The U.S. military launched another attack Tuesday on a ship in the eastern Pacific suspected of carrying drugs, killing three men.
In one Social media postThe U.S. Southern Command said its commander, Gen. Francis L. Donovan, ordered a “lethal kinetic attack” on a boat allegedly operated by “Designated Terrorist Organizations” and “involved in drug trafficking,” but without providing evidence. It also included unclassified video of the strike.
The attack came a day after US forces beaten a suspected drug boat in the Caribbean Sea that killed two people.
The Trump administration’s campaign to blow up suspected drug trafficking ships in Latin American waters has been ongoing since early September and has killed a total of at least 190 people, according to the Pentagon.
Despite the Iran war, the strikes have started up This shows that the government’s aggressive measures to curb what it calls “narcoterrorism” in the Western Hemisphere are showing no signs of abating. The military has provided no evidence that any of the ships were carrying drugs.
The attacks began as the U.S. was building its largest military presence in the region in generations and came months before the January attack captured that the then Venezuelan President Nicolás Maduro. He was taken to New York to face drug trafficking charges and pleaded not guilty.
In Tuesday’s attack, the US Southern Command again said it had targeted suspected drug traffickers along known smuggling routes. A video was posted on X showing a boat sailing across the water before a massive explosion sets the ship ablaze.
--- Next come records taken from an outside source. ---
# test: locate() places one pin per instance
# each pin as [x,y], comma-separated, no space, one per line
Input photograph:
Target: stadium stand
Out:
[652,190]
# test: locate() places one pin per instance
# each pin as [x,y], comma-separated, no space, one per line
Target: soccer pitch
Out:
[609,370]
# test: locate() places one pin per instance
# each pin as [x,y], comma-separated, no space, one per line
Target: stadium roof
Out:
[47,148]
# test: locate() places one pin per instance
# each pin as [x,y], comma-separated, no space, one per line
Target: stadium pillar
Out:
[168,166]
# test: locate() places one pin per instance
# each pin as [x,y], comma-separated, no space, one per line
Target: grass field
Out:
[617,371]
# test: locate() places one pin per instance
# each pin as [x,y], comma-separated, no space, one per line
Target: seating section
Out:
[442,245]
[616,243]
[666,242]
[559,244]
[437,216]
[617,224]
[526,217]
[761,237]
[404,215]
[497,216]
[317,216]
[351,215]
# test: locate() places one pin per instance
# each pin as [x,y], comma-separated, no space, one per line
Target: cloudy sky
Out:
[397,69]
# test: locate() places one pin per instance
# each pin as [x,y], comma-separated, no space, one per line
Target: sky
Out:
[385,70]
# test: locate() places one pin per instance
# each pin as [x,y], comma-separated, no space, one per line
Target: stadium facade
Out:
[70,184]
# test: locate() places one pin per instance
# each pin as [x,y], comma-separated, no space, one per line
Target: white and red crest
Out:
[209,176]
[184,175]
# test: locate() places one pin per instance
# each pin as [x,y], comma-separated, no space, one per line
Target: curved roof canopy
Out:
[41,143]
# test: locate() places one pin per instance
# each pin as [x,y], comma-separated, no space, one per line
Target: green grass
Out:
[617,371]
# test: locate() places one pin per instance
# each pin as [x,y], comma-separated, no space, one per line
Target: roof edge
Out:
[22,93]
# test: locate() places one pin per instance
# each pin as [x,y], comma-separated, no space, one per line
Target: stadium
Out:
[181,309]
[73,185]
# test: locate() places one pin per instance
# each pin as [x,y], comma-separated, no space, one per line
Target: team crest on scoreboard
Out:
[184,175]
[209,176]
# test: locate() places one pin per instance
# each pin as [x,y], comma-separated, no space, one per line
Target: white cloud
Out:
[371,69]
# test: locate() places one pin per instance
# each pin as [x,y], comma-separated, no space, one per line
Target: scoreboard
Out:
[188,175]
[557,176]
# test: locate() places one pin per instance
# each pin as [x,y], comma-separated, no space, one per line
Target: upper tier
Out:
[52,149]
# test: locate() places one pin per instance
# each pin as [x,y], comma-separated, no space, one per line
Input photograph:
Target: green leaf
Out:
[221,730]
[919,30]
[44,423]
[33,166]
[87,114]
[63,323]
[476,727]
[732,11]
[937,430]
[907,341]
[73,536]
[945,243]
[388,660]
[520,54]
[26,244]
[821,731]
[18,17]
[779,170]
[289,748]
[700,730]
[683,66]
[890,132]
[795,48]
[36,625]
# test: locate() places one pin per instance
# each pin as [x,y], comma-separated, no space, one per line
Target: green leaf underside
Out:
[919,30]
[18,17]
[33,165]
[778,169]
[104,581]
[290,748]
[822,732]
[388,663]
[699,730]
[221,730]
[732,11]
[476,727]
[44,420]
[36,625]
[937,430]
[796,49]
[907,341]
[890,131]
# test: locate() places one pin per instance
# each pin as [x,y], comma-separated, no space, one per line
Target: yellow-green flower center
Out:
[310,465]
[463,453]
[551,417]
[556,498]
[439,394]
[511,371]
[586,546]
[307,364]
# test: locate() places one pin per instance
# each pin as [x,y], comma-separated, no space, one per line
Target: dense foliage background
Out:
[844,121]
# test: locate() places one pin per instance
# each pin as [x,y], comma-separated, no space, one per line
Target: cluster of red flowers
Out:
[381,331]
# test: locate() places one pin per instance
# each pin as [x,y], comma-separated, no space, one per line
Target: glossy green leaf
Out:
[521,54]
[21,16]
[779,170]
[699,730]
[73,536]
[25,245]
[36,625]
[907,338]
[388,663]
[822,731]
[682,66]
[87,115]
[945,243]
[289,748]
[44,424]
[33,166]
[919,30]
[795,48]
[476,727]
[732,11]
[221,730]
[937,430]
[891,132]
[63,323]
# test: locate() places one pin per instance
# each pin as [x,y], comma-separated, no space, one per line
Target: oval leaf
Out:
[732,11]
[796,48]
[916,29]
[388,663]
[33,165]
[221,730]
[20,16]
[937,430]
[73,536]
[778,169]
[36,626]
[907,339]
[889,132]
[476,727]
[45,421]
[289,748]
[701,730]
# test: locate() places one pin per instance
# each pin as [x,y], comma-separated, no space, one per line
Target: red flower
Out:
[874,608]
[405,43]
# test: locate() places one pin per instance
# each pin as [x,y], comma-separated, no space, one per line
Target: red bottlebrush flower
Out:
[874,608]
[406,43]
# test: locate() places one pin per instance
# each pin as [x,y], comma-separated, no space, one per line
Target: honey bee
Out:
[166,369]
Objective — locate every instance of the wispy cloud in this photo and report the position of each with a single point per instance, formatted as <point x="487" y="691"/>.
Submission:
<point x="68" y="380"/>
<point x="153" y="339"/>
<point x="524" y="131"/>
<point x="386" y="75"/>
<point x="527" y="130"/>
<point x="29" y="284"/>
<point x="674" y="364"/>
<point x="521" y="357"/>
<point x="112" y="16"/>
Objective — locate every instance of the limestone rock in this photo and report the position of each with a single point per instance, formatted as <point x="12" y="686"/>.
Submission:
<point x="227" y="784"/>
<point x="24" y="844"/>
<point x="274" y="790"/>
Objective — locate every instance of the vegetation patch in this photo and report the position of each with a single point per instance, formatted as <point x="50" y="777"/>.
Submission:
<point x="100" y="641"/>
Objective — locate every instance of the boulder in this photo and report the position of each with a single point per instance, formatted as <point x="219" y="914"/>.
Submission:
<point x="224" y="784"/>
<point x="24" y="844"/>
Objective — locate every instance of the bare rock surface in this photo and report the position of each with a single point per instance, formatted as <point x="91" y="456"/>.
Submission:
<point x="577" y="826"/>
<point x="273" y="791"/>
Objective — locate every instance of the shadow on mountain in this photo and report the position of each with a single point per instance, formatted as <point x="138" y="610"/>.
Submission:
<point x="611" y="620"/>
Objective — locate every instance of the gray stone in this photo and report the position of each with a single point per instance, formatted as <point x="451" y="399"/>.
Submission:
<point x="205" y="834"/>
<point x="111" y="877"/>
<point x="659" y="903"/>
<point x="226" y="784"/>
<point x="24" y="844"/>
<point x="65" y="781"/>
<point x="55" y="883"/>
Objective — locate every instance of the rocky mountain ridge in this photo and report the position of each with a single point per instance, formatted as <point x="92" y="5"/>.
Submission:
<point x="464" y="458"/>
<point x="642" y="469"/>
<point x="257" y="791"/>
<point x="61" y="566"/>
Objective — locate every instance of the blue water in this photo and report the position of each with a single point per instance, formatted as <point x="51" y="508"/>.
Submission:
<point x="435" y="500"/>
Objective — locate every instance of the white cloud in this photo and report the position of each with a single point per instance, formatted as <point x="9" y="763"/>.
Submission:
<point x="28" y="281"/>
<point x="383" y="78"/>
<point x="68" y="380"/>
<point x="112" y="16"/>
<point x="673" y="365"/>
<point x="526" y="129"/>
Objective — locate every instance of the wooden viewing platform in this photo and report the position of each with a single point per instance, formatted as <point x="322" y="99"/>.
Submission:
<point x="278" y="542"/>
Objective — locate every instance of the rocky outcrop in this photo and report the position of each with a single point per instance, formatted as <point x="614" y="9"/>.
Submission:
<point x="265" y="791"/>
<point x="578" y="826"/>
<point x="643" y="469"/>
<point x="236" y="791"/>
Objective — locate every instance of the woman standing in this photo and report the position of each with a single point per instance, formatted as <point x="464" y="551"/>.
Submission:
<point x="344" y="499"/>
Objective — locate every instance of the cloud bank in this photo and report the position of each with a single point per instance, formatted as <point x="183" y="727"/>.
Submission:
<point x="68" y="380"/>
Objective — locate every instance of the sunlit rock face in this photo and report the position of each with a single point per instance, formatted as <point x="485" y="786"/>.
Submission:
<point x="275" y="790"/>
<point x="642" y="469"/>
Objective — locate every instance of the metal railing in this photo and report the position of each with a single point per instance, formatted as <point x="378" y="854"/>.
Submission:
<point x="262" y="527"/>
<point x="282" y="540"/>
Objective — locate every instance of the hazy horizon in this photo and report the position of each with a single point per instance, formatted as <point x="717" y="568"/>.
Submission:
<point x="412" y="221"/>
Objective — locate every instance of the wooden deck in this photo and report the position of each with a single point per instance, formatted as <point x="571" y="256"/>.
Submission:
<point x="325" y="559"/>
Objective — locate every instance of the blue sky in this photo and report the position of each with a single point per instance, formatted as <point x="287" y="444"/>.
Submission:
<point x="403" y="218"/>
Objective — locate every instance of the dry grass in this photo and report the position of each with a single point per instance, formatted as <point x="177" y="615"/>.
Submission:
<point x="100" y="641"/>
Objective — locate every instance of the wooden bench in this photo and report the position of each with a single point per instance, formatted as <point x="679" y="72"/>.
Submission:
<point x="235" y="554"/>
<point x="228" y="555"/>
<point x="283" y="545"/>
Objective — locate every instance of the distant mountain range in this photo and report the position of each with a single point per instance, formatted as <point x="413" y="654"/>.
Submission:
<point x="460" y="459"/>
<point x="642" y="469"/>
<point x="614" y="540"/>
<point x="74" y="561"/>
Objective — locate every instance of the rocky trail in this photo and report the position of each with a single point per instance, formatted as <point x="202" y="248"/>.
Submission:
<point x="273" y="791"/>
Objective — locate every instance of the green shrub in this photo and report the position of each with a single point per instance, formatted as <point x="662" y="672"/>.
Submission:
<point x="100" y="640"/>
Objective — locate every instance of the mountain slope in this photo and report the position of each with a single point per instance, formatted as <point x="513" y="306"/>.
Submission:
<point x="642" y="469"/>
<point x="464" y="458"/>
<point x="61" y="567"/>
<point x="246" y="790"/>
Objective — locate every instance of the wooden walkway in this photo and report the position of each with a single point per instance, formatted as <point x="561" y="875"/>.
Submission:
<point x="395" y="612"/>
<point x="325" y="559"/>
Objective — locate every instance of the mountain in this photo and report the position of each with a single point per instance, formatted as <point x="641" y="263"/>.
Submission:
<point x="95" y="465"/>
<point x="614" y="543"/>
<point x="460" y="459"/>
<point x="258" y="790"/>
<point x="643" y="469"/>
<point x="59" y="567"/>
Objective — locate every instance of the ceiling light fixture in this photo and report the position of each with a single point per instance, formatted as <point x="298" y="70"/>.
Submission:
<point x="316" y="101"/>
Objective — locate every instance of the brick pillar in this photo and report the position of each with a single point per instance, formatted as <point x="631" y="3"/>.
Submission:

President Trump said the U.S. was in an “armed conflict” with cartels in Latin America and justified the attacks as a necessary escalation to stem the flow of drugs into the U.S. and fatal overdoses that have claimed American lives. But his government has provided little evidence to back up its claims of killing “narco terrorists.”
Critics, meanwhile, have questioned the overall legality of the boat strikes.